An exercise I did in one of my earlier classes illustrates this beautifully.  There are two people, one person is sitting, the other is helping, they are holding hands, and the goal is to get from one chair to another across the room.  The first time, the helper is to lead, but it ends up with the helper pulling the sitter across the room to the other chair.  Just reading about it, I remember the feeling as the helper, so much work with so little gain, and the feeling as the sitter, the more I got pulled, the less I wanted to move.  The second part of the exercise was for the sitter to initiate the travel, which ended up with the helper waiting and waiting for something to happen, and then when it finally did, the helper was so startled that they might or might not have been able to catch up to the sitter.  That didn’t feel great either.  The last part of the exercise was for the helper to ask the sitter when they were ready to move, the sitter lets the helper know, and then they move together across the room to the chair.  This is a much softer way of traveling, for both the helper and the sitter.  The same is true for me and inspiration, and also between a therapist and a client.

A client comes to my treatment table, and I ask questions, of the client and of the tissue.  Then I listen to the answer.  I remain open to allowing whatever needs to happen in that moment in time, happen.  Whether it’s a particular technique, a verbal dialogue to process an emotional holding, or to just hold a space for a few moments of rest, it’s all ok.  I give the tissue what it is asking for in that moment in time and allow my treatments to move through me.  The treatment flows from one moment to the next like water, with very little effort on my part, as long as I keep listening and keep open.

Then when I look back on a session, I can see how the water was flowing, how all the dots connect.  Sometimes it’s like a river, with a clear direction, swirls and eddies.  Sometimes it’s like the surf, big crashing waves, and dramatic releases.  Sometimes it’s like a calm lake, dynamic in the stillness.  And sometimes, it’s like jumping from one puddle to the next, it doesn’t always make sense why you go from one place to the next and eventually, you as the therapist might figure out how it’s all connected, but sometimes not, but you get to the other side of the street, so it’s all good.

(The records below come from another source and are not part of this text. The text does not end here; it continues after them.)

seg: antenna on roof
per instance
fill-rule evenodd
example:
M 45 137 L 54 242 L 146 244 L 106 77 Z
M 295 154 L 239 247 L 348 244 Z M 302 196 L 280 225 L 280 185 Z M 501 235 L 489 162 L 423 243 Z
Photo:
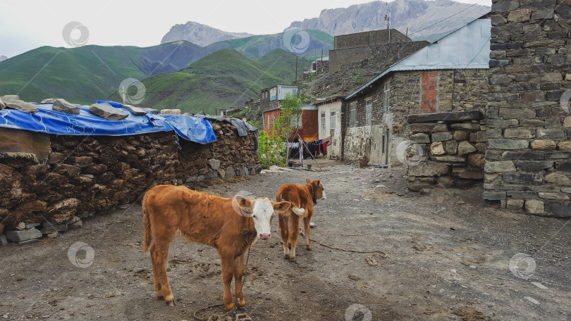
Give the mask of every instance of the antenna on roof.
M 388 42 L 391 42 L 391 11 L 388 10 L 388 1 L 385 2 L 385 27 L 388 30 Z

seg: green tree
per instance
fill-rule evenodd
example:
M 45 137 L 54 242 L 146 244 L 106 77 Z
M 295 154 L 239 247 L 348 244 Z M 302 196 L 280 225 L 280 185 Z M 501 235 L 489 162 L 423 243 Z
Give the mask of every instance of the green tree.
M 270 134 L 262 131 L 258 138 L 258 156 L 259 165 L 266 170 L 270 165 L 276 165 L 283 167 L 286 158 L 283 157 L 283 141 L 274 130 Z
M 276 120 L 274 127 L 282 141 L 288 141 L 297 128 L 301 128 L 302 99 L 297 95 L 288 93 L 281 101 L 280 116 Z M 290 148 L 286 145 L 286 162 L 290 159 Z

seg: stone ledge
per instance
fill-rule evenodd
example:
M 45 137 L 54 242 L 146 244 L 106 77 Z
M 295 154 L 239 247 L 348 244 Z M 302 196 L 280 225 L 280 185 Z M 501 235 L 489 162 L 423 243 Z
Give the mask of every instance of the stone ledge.
M 407 120 L 410 124 L 414 122 L 431 122 L 436 121 L 453 122 L 465 120 L 481 120 L 483 116 L 482 113 L 478 111 L 451 111 L 447 113 L 409 115 Z

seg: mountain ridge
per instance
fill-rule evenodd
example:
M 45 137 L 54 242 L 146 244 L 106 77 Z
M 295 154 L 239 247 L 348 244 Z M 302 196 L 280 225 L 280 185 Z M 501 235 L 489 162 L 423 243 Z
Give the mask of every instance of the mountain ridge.
M 205 47 L 224 40 L 245 38 L 253 36 L 247 32 L 230 32 L 214 28 L 207 25 L 188 21 L 184 25 L 175 25 L 161 39 L 161 44 L 185 40 Z
M 429 41 L 434 38 L 431 35 L 458 29 L 491 10 L 452 0 L 395 0 L 388 4 L 376 1 L 324 9 L 319 17 L 294 21 L 288 27 L 314 29 L 332 36 L 386 29 L 386 9 L 390 12 L 391 28 L 407 33 L 415 40 Z

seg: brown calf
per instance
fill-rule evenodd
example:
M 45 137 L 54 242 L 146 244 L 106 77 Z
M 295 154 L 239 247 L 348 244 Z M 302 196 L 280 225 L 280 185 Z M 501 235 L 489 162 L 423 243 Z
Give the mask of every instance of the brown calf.
M 157 296 L 164 298 L 169 306 L 174 305 L 166 278 L 166 263 L 171 241 L 179 231 L 190 241 L 216 248 L 224 282 L 224 307 L 227 310 L 234 308 L 230 291 L 233 278 L 238 307 L 245 306 L 244 254 L 257 237 L 270 238 L 274 211 L 289 207 L 288 202 L 274 203 L 266 198 L 250 201 L 240 195 L 224 199 L 180 186 L 159 185 L 149 189 L 142 202 L 143 251 L 150 246 Z M 154 243 L 151 246 L 153 237 Z
M 324 186 L 319 180 L 313 182 L 305 180 L 307 184 L 282 185 L 276 199 L 278 201 L 287 201 L 291 207 L 283 213 L 278 213 L 280 232 L 283 243 L 283 257 L 290 261 L 295 260 L 295 246 L 300 235 L 300 218 L 303 218 L 303 231 L 305 234 L 305 244 L 308 250 L 312 249 L 309 240 L 309 222 L 313 216 L 313 205 L 317 199 L 325 199 Z

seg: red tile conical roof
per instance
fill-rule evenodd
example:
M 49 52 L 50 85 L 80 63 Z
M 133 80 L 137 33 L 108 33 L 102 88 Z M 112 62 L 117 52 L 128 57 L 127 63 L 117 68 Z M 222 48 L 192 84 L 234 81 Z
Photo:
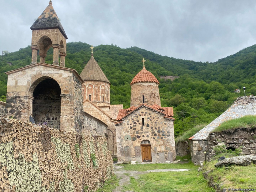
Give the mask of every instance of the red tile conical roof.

And most amazing of all is that it happens within the allotted treatment time.  Part of communicating with a client’s tissue is to let it know how much time it has to do what it needs to do.  And being open to the possibility that it will do what it needs to do, in the time you have available.  I have met many therapists who consistently struggle with holding that time boundary.  And I always wonder what they are asking the body at the beginning of the session.  Are they asking, “What do you need from me today?”  Or are they asking, “What do you need from me today in this hour (or whatever time frame your session is) that we have to work?”  I also wonder if they are listening to the ending point, that gentle pushing away and cooling off of the tissue, or are they lost in their own worries, fears and judgments.  Either way, can they take a step back, and open to the possibility that the client can get everything they need from the treatment in the given time frame?  It is amazing how being clear with your questions and intentions can change the way a session plays out.

Actually, it is amazing how being clear with your intentions can change the way a lot of things go outside of the treatment room as well.  Coming back to my struggle with this blog post, it is amazing that when I asked them to come before the week had passed, the words gathered around me, as if they were lining themselves up to flow out of my typing fingers, I just had to open to the possibility that they were there, and listen to hear what I was supposed to say.  And the blog just wrote itself.